Installing a Large Cluster

Whether you are forming a new large cluster (adding all nodes for the first time) or expanding an existing cluster to a large cluster, Vertica provides two methods that let you specify the number of control nodes (the nodes that run control messaging). See the following sections for details:

If you want to install a new large cluster

To configure Vertica for a new, large cluster, pass the install_vertica script the --large-cluster <integer> argument. Vertica selects the first <integer> number of hosts from the comma-separated --hosts host_list as control nodes and assigns all other hosts you specify in the --hosts argument to a control node based on a round-robin model.

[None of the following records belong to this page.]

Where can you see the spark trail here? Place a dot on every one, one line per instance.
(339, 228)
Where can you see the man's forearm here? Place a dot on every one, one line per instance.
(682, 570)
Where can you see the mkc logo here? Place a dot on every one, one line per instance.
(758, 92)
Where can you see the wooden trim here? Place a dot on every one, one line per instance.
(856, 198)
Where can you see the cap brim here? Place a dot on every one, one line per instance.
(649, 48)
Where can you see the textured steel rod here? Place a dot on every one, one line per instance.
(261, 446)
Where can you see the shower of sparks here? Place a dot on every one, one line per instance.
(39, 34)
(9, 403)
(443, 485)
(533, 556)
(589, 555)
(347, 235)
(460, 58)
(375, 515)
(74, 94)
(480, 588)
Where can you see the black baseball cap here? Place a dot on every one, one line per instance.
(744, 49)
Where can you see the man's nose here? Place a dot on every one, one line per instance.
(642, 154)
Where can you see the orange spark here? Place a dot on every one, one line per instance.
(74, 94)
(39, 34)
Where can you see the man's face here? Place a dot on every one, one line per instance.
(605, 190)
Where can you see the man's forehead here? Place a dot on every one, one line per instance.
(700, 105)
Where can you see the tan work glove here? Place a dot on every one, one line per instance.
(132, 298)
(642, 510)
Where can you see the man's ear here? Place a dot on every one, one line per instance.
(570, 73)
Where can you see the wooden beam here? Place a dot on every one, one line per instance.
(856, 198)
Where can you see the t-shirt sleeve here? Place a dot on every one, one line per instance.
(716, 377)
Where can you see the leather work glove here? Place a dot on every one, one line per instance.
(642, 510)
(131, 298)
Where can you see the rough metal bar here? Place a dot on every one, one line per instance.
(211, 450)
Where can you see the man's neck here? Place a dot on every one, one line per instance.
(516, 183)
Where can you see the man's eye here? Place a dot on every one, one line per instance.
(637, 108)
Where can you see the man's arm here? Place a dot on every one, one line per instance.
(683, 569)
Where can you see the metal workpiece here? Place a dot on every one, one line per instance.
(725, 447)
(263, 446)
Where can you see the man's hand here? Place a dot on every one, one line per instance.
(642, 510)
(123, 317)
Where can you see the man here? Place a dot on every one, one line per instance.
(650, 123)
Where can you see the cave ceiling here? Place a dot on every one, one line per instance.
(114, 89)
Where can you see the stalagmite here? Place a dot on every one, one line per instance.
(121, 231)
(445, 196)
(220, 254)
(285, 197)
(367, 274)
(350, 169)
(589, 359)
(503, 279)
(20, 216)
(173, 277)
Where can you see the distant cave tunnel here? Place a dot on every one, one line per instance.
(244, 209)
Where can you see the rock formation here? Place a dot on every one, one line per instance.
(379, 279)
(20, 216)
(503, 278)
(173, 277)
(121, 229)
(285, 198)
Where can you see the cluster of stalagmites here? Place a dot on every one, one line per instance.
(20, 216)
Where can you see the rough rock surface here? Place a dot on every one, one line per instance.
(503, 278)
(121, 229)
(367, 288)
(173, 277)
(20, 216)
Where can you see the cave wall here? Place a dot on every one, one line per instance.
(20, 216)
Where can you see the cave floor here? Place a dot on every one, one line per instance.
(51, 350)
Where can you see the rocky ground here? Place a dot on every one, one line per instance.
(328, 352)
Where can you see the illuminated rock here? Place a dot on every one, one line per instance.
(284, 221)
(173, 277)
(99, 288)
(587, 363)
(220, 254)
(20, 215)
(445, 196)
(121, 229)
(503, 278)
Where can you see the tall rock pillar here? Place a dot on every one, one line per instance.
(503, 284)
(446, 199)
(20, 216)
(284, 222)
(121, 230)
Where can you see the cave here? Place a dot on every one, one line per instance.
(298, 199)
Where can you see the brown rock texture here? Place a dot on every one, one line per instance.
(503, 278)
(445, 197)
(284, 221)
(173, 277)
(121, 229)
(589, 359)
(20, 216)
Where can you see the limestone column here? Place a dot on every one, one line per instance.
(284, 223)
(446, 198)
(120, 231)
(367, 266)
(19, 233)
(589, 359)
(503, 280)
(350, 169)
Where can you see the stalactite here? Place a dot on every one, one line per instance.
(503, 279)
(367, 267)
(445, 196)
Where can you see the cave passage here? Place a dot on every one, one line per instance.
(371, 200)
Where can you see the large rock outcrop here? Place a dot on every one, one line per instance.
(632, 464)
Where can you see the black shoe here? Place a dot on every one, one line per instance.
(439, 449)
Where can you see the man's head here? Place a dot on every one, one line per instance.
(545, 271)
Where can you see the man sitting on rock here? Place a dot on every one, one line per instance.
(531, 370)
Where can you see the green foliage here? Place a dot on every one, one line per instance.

The number of hosts you include in the --hosts argument determines a large cluster layout, not the number of nodes you later include in the database. If you specify 120 or more hosts in the --hosts list, but you do not specifically enable large cluster by providing the --large-cluster argument, Vertica automatically enables large cluster and configures control nodes for you.

To help control nodes and the nodes assigned to them be configured for the highest possible fault tolerance, you must specify hosts in the --hosts host_list in a specific order. For example, if you have four sets of hosts on four racks, the first four nodes in the --hosts host_list must be one host from each rack in order to have one control node per rack. Then the list must consist of four hosts from each rack in line with the first four hosts. You'll continue to use this pattern of host listing for all targeted hosts. See Sample rack-based cluster hosts topology below for examples.

If you pass the --large-cluster argument a DEFAULT value instead of an <integer> value, Vertica calculates a number of control nodes based on the total number of nodes specified in the --hosts host_list argument. If you want a specific number of control nodes on the cluster, you must use the <integer> value.

For more information, see the following topics:

Sample rack-based cluster hosts topology

This example shows a simple, multi-rack cluster layout, in which cluster nodes are evenly distributed across three racks. Each rack has one control node.

In the rack-based example:

  • Rack-1, Rack-2, and Rack-3 are managed by a single network switch
  • Host-1_1, Host-1_2, and Host-1_3 are control nodes
  • All hosts on Rack-1 are assigned to control node Host-1_1
  • All hosts on Rack-2 are assigned to control node Host-1_2
  • All hosts on Rack-3 are assigned to control node Host-1_3

In the following install_vertica script fragment, note the order of the hosts in the --hosts list argument. The final arguments specifically enable large cluster and provide the number of control nodes (3):

... install_vertica --hosts Host-1-1,Host-1-2,Host-1-3,
    Host-2-1,Host-2-2,Host-2-3,Host-3-1,Host-3-2,Host-3-3,
    Host-4-1,Host-4-2,Host-4-3,Host-5-1,Host-5-2,Host-5-3 -rpm
    <vertica-package-name> <other-required-options>
    --large-cluster 3

After the installation process completes, use the Administration Tools to create a database. This operation generates a Vertica cluster with three control nodes and their respective associated hosts that reside on the same racks as the control node.

If you want to expand an existing cluster

When you add a node to an existing cluster, Vertica places the new node in an appropriate location within the cluster ring. Vertica then assigns the newly-added node to a control node, based on the cluster's current allocations.

To give you more flexibility and control over which nodes run Spread, you can use the SET_CONTROL_SET_SIZE(integer) function. This function works like the installation script's --large-cluster <integer> option. See Defining and Realigning Control Nodes on an Existing Cluster for details.

The Vertica installation script cannot alter the database cluster.